September 20, 2008
Treasury to Guarantee Money Market Funds By DIANA B. HENRIQUES
The federal government took two aggressive steps on Friday to restore confidence in money market funds, which consumers have long considered to be as safe as bank savings accounts, but which have come under increasing stress in the current market turmoil.
The Treasury Department announced that, at least temporarily, it would guarantee money market funds against losses up to $50 billion.
“For the next year, the U.S. Treasury will insure the holdings of any publicly offered eligible money market mutual fund — both retail and institutional — that pays a fee to participate in the program,” the Treasury said in a statement.
And to make sure there is an adequate market if money funds have to sell assets to meet withdrawals, the Federal Reserve said that it would expand its emergency lending program to help commercial banks finance the purchase of asset-backed securities from the funds.
Money funds held more than $3.4 trillion in investor funds, as of the most recent industry tally released Thursday, down almost $170 billion from the previous week. The Treasury said concerns about the value of money market funds falling below the standard net asset value of $1 a share — or “breaking the buck” — had heightened the financial turmoil and caused severe liquidity strains in world markets.
“This action should enhance market confidence and alleviate investors’ concerns about the ability for money market mutual funds to absorb a loss,” the Treasury statement said. “Investors in money market mutual funds with a net asset value that falls below $1 would be notified that their fund triggered the insurance program.”
Treasury also said that President Bush had approved use of the Exchange Stabilization Fund, established in the 1930s to intervene in foreign exchange markets, to guarantee the payments.
In its statement, the Fed said that it would expand its emergency lending to allow commercial banks to finance purchases of asset-backed paper from money market funds. It also said that it planned to purchase short-term debt obligations issued by Fannie Mae, Freddie Mac and the Federal Home Loan Banks, which offers financing for mortgages, small businesses and farms.
Money market funds are essentially short-term mutual funds that invest in government securities, certificates of deposit, asset-backed commercial paper and other highly liquid securities.
They are different from money market deposit accounts, which are offered to consumers by many banks and credit unions. Those are interest-bearing bank accounts that are insured — up to $100,000 an account and up to $250,000 for some retirement accounts — by the Federal Deposit Insurance Corporation. Joint accounts, each account holder is insured for $100,000.
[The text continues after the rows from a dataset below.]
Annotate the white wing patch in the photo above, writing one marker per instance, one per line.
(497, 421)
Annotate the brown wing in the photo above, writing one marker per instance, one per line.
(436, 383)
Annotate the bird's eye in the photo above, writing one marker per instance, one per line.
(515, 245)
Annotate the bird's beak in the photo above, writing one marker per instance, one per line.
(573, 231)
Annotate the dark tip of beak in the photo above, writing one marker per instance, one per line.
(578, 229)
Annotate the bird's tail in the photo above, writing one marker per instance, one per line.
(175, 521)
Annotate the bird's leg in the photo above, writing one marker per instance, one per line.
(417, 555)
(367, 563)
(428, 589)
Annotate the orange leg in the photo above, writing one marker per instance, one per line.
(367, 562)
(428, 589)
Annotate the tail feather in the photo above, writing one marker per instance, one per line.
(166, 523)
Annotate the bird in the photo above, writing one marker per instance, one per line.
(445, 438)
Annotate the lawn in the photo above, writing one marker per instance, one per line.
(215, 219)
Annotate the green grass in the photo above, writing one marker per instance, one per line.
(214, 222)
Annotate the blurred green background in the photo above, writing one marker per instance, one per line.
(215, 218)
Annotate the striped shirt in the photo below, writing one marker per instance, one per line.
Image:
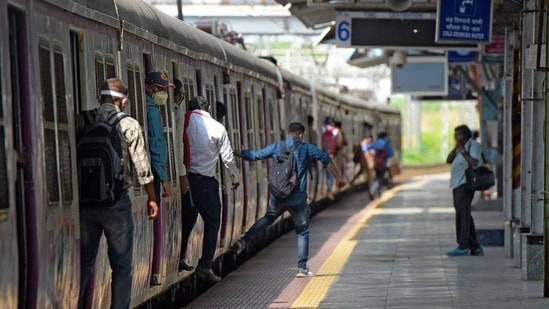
(208, 140)
(133, 145)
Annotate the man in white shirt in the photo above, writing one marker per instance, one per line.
(205, 141)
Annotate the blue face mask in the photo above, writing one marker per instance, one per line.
(160, 97)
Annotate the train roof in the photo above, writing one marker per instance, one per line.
(357, 102)
(144, 20)
(295, 80)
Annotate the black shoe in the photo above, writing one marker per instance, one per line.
(207, 273)
(184, 266)
(238, 246)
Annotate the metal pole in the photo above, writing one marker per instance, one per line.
(179, 10)
(546, 204)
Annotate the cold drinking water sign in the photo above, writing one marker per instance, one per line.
(464, 21)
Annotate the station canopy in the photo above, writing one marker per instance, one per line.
(321, 14)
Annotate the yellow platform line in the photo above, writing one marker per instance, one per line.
(319, 285)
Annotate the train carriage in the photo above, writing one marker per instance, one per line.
(59, 53)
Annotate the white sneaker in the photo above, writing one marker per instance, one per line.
(304, 272)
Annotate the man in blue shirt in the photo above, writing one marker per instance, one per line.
(156, 88)
(467, 152)
(383, 151)
(296, 203)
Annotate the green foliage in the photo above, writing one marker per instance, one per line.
(436, 130)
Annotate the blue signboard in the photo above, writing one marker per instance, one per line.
(462, 56)
(464, 21)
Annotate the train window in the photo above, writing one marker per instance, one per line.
(233, 119)
(52, 180)
(249, 113)
(260, 119)
(76, 56)
(271, 124)
(109, 67)
(210, 95)
(65, 159)
(135, 109)
(135, 92)
(99, 72)
(4, 186)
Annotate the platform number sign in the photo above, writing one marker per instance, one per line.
(343, 29)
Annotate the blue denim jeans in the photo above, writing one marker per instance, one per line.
(329, 180)
(300, 216)
(375, 189)
(117, 224)
(206, 202)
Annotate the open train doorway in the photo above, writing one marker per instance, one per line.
(21, 121)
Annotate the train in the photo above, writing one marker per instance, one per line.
(54, 56)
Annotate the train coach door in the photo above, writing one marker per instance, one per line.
(25, 267)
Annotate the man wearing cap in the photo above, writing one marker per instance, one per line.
(156, 88)
(179, 110)
(205, 141)
(116, 222)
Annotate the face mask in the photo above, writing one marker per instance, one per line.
(161, 97)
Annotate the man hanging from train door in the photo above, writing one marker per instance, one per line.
(116, 221)
(156, 89)
(205, 141)
(179, 110)
(331, 143)
(296, 202)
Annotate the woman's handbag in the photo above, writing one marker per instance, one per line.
(479, 178)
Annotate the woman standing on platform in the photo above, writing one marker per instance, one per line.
(466, 152)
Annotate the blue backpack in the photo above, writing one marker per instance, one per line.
(282, 176)
(100, 161)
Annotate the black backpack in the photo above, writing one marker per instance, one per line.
(100, 160)
(282, 176)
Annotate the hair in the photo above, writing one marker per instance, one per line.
(220, 110)
(114, 84)
(382, 135)
(178, 85)
(198, 102)
(464, 130)
(296, 127)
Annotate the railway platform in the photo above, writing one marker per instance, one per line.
(386, 253)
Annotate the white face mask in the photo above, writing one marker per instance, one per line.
(160, 97)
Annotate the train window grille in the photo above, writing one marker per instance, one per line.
(210, 94)
(135, 93)
(4, 186)
(65, 160)
(249, 113)
(52, 180)
(235, 123)
(109, 67)
(260, 119)
(271, 125)
(135, 111)
(99, 71)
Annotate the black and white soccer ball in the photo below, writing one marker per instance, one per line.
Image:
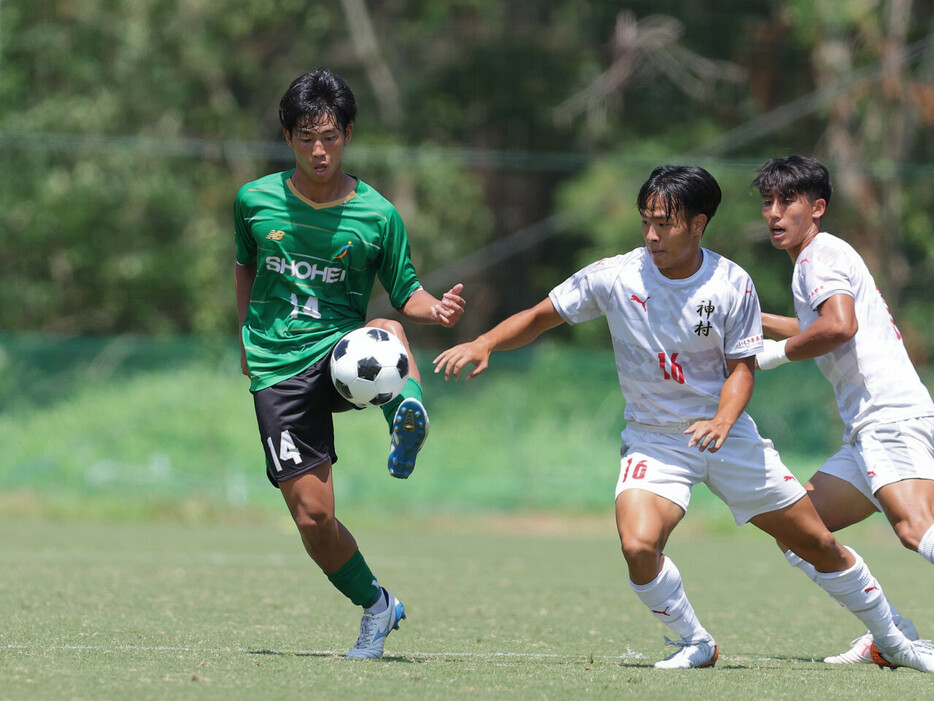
(369, 366)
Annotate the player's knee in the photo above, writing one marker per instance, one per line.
(639, 551)
(313, 522)
(391, 325)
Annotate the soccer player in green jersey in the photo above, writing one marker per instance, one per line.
(310, 242)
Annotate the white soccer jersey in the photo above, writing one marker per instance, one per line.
(872, 376)
(671, 338)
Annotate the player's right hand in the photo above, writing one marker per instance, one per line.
(455, 359)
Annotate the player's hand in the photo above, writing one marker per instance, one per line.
(455, 359)
(708, 434)
(772, 355)
(451, 308)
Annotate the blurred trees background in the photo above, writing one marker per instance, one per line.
(512, 137)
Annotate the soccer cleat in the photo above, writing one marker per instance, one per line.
(375, 628)
(859, 652)
(409, 431)
(919, 655)
(691, 654)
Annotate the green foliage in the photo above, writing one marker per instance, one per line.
(127, 126)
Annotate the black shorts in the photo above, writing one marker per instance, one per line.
(296, 424)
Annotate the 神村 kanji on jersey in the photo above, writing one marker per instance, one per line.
(315, 268)
(872, 375)
(671, 338)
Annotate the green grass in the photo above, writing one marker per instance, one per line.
(143, 555)
(505, 607)
(121, 427)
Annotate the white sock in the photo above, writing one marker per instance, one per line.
(811, 572)
(926, 547)
(861, 595)
(665, 598)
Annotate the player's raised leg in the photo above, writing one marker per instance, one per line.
(406, 415)
(645, 521)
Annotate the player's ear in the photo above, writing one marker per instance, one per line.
(819, 207)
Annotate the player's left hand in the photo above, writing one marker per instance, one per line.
(451, 308)
(455, 359)
(708, 434)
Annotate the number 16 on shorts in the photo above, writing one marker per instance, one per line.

The actions to reinforce confidence in money market funds came in a week when one multibillion-dollar fund was forced to close and liquidate and another said that its customers might lose money on their investments.
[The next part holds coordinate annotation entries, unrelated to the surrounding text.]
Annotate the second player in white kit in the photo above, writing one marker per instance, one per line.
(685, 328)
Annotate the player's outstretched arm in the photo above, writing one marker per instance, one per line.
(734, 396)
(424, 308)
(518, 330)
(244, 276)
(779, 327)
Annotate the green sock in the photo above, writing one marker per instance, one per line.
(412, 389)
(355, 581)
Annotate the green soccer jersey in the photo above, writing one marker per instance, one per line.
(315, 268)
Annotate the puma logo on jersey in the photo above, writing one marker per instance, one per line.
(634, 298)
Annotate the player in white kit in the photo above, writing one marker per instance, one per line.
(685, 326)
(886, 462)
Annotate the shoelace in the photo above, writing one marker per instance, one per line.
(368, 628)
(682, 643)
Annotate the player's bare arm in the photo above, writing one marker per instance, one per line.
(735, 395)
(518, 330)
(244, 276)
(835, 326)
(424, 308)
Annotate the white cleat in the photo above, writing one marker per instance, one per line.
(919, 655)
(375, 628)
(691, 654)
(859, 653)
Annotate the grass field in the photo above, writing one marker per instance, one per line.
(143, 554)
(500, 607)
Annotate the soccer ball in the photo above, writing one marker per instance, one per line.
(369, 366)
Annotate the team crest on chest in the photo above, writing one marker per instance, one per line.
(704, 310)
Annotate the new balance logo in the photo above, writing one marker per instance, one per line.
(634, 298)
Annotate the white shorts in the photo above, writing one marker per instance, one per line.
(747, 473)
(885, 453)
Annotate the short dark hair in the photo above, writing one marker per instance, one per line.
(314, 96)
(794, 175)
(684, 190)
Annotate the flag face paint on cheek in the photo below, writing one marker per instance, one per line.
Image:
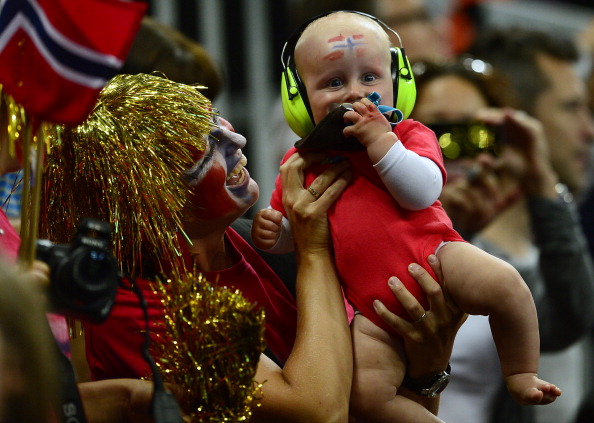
(210, 197)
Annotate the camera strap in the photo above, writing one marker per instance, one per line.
(71, 408)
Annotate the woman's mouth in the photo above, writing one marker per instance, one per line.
(237, 175)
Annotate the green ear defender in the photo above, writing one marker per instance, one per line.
(295, 106)
(294, 95)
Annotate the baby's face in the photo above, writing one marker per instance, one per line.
(343, 59)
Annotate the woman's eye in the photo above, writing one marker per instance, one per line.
(369, 77)
(335, 83)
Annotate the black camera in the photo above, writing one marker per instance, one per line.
(467, 139)
(84, 274)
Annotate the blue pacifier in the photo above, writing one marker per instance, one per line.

Putnam Investments, one of the oldest names in the mutual fund industry, announced Thursday that it was liquidating its Putnam Prime Money Market Fund, a $12.3 billion fund that serves only professional investors.
With liquidity dwindling in the short-term credit markets — a problem that did not ease significantly in Thursday’s trading — the fund’s board determined on Wednesday that selling assets to meet redemptions would risk losses for the remaining investors, Putnam said.
On Tuesday, the Primary Fund, which had almost $65 billion in assets at the end of May and is part of the Reserve Fund, said the value of some investments had fallen and that customers had only 97 cents for each dollar they had invested in several of its funds. The company has subsequently imposed redemption limits on 18 money funds it operates.
The Investment Company Institute, an industry trade association, said Thursday that the funds serving institutions shrank by more than $173 billion, to $2.17 trillion, in the week that ended Wednesday — the worst decline ever among institutional money funds. Retail investors, however, added almost $4.3 billion to their money fund holdings, for a net decline of $169 billion during the week.